Pastetten/Neuching/Ottenhofen - In Pastetten könnte künftig ein Neunsitzer-Bus bereitstehen, der von Vereinen und Privatpersonen genutzt werden kann. Der Anbieter Mikar war nach der vorletzten Sitzung noch einmal vor den ursprünglichen 44,99 Euro Miete pro Tag auf 39,90 Euro zurückgegangen. Nun hat der Gemeinderat grünes Licht gegeben, einen entsprechenden Vertrag zu schließen und einen Stellplatz bereitzuhalten. Mikar kann nun aktiv werden und entsprechende Werbeverträge mit ortsansässigen Unternehmen anbahnen, die den Wagen refinanzieren sollen. Alle elf anwesenden Gemeinderäte stimmten in der Sitzung am Dienstagabend für das Carsharing, allerdings nur acht für den favorisierten Neunsitzer mit Verbrennungsmotor.
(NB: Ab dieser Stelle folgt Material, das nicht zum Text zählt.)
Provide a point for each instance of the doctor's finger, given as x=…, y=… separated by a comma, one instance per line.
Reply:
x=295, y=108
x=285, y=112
Deutlich dagegen war Alois Zollner (CSU), der meinte, dass der Diesel „eine vollkommen falsche Nachricht“ an andere sei: „Ein Diesel ist nicht mehr zeitgemäß. Wir sollten als Gemeinde mit gutem Beispiel vorangehen. Man muss auch an die Natur denken.“ Für das ebenfalls angebotene Elektromobil hätte zwar laut Bürgermeisterin Vogelfänger (CSU) der Stromversorger SEW eine Ladesäule installiert, „aber dieses Auto hat nur sieben Sitze und die Reichweite ist einfach noch zu gering“. Diese Ansicht teilte auch Roswitha Bayer-Siegling (SPD), die zwar prinzipiell Zollner zustimmte, aber gleichzeitig auf die noch nicht ausgereifte Batterieproduktion verwies. Die von Mikar geplanten Werbeverträge laufen vier Jahre, danach könne sich die Gemeinde immer noch für ein E-Auto entscheiden, wenn sich Technik und Reichweite verbessert hätten, so Vogelfänger.

Auch im Bereich der VG Oberneuching schaut es gut aus fürs Carsharing. Die Gemeinderäte von Neuching und Ottenhofen hätten „grundsätzlich grünes Licht“ gegeben, dieses Angebot weiter zu verfolgen, sagt VG-Vorsitzender Hans Peis auf Nachfrage. Einig sei man sich, dass ein Standortwechsel zwischen den beiden Kommunen, etwa im Jahresrhythmus, am sinnvollsten wäre. „Passende Standorte zu finden, ist sicher kein Problem“, meint Peis. Ob das Carsharing letztendlich kommt oder nicht, hänge nun von der Finanzierung und damit vor der Teilnahme der Firmen ab.